There are still four ghosts: Richard Albrecht's white-faced, white-suited spectral Jacob Marley, Christmas Present (Tamsin Shasha in Mrs Steel's Avenger's leather descending from above with some stylish lisse-work), Christmas Past and Christmas Future and a puppetry Tiny Tim.

For some reason I can't fathom there is a prologue with a child being told the story by her grandmother. Grandma is a Bunraku piece of puppetry that needs a lot more rehearsal to make it work with a voice recorded by Meera Syal, but full marks to Mashana Kahn for making the little girl's conversation with a recording real.

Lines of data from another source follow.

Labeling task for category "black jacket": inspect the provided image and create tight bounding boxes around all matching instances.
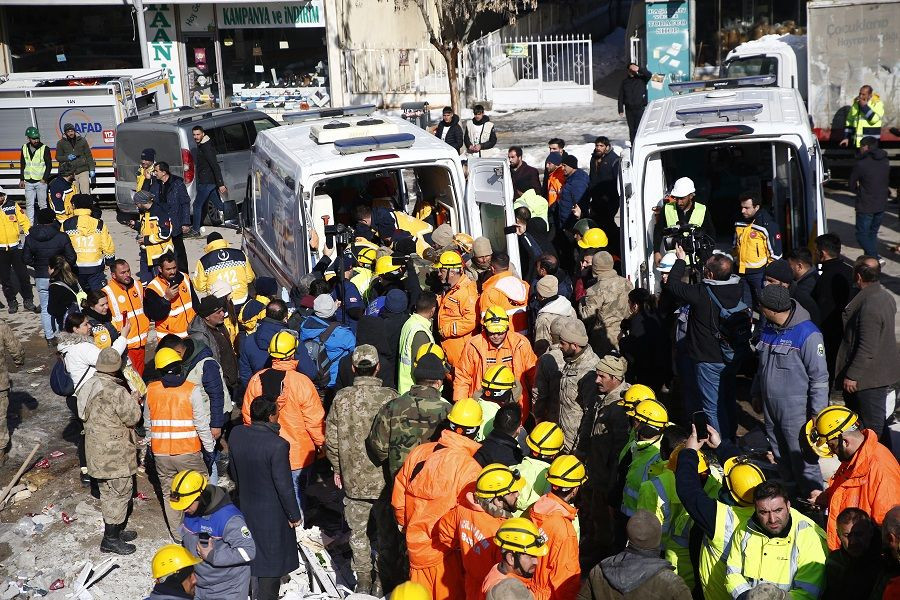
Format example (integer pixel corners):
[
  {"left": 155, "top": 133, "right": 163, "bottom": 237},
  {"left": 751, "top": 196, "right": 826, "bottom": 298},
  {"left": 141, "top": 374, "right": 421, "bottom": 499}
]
[
  {"left": 228, "top": 422, "right": 300, "bottom": 577},
  {"left": 434, "top": 115, "right": 463, "bottom": 152},
  {"left": 22, "top": 223, "right": 75, "bottom": 279},
  {"left": 850, "top": 148, "right": 891, "bottom": 213},
  {"left": 619, "top": 67, "right": 652, "bottom": 112},
  {"left": 193, "top": 136, "right": 225, "bottom": 187}
]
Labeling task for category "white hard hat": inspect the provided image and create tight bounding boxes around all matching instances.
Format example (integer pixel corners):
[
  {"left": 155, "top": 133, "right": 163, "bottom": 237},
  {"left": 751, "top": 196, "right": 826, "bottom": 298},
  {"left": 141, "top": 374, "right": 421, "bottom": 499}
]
[
  {"left": 656, "top": 251, "right": 678, "bottom": 273},
  {"left": 671, "top": 177, "right": 697, "bottom": 198}
]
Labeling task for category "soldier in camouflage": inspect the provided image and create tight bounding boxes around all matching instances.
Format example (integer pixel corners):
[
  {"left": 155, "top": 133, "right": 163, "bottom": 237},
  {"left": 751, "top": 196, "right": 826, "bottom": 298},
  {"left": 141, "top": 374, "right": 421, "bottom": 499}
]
[
  {"left": 0, "top": 319, "right": 25, "bottom": 467},
  {"left": 325, "top": 344, "right": 397, "bottom": 596},
  {"left": 578, "top": 252, "right": 634, "bottom": 356}
]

After that opening the crude caricatures of a chorus number for street people made me dread what might be to come and at first clashed with Lizzie Wort and Gordon Warnecke's very naturalistic portrayal of Bob and Mrs Cratchit. However, the energy of a hard-working cast and the enthusiastic support of the audience won me over and with Fox's Scrooge, complete with rhyming doggerel, bridging the two styles and some clever directorial touches such as a shadow sequence for Christmas Past and a woman to whom Scrooge gives money rushing straight off to the boozer to add a suggestion of real life, the production puts its black and white moral message over. What is missing is the detail with which Dickens presents his characters and their situations. You have to take this show with the Christmas spirit in which old Ebenezer is at first so sadly lacking.